A security guard stands in the main entrance to the Reserve Bank of New Zealand located in central Wellington, New Zealand, July 3, 2017. REUTERS/David Gray/Files
In a Reuters poll, 16 economists unanimously expect the Reserve Bank of New Zealand (RBNZ) to keep rates on hold at a record low of 1.75 percent for the fifteenth time in a row, at its first monetary policy announcement of the year on Wednesday afternoon.
Six of the 15 economists who made predictions beyond this week’s decision expected at least one hike to the official cash rate (OCR) by the end of the year, though one expected a cut to 1.50 percent.
The bank was expected to become more dovish in its tone due to a slew of economic indicators suggesting softer growth and the risk of spillover from Brexit and the ongoing trade tensions between the United States and China, New Zealand’s key trading partner.
“Inflation pressures have lifted, and business confidence is recovering, but the increased downside risks to the growth outlook means the Reserve Bank is likely to remain cautious as to when it starts to normalise monetary policy by lifting interest rates,” said Christina Leung, Principal Economist at the New Zealand Institute of Economic Research (NZIER).
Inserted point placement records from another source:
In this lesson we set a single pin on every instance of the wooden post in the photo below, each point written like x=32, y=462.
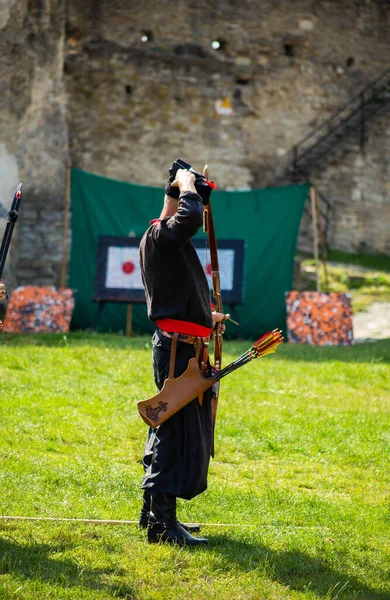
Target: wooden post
x=315, y=235
x=65, y=245
x=129, y=320
x=324, y=257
“There remains the potential for an OCR cut should economic conditions deteriorate.”
Economic growth slumped to 0.3 percent in the third quarter, its slowest pace in nearly five years and missing the bank’s forecast of 0.7 percent. Official labour statistics released last week showed a surprise pick-up in the unemployment rate in the final three months of 2018.
Elsewhere, several closely-watched central banks, including the Bank of England and the Reserve Bank of Australia, have already downgraded growth forecasts in recent weeks.
The revisions follow the U.S. Federal Reserve’s dovish shift last month, seen by markets as a signal that its three-year-drive to tighten monetary policy may be at an end amid global headwinds and budget and trade tensions.
“Global data has struck a softer note and risks have increased sharply, with central banks turning more dovish in concert,” said economists at ANZ Bank, which is forecasting the RBNZ will slash rates to 1 percent by mid-2020.
“We expect the RBNZ will join the chorus this week, employing a similarly dovish tone that echoes the tenor of other central banks and market pricing, which has moved to price in a good chance of a rate cut, reflecting the changing balance of risks,” they added.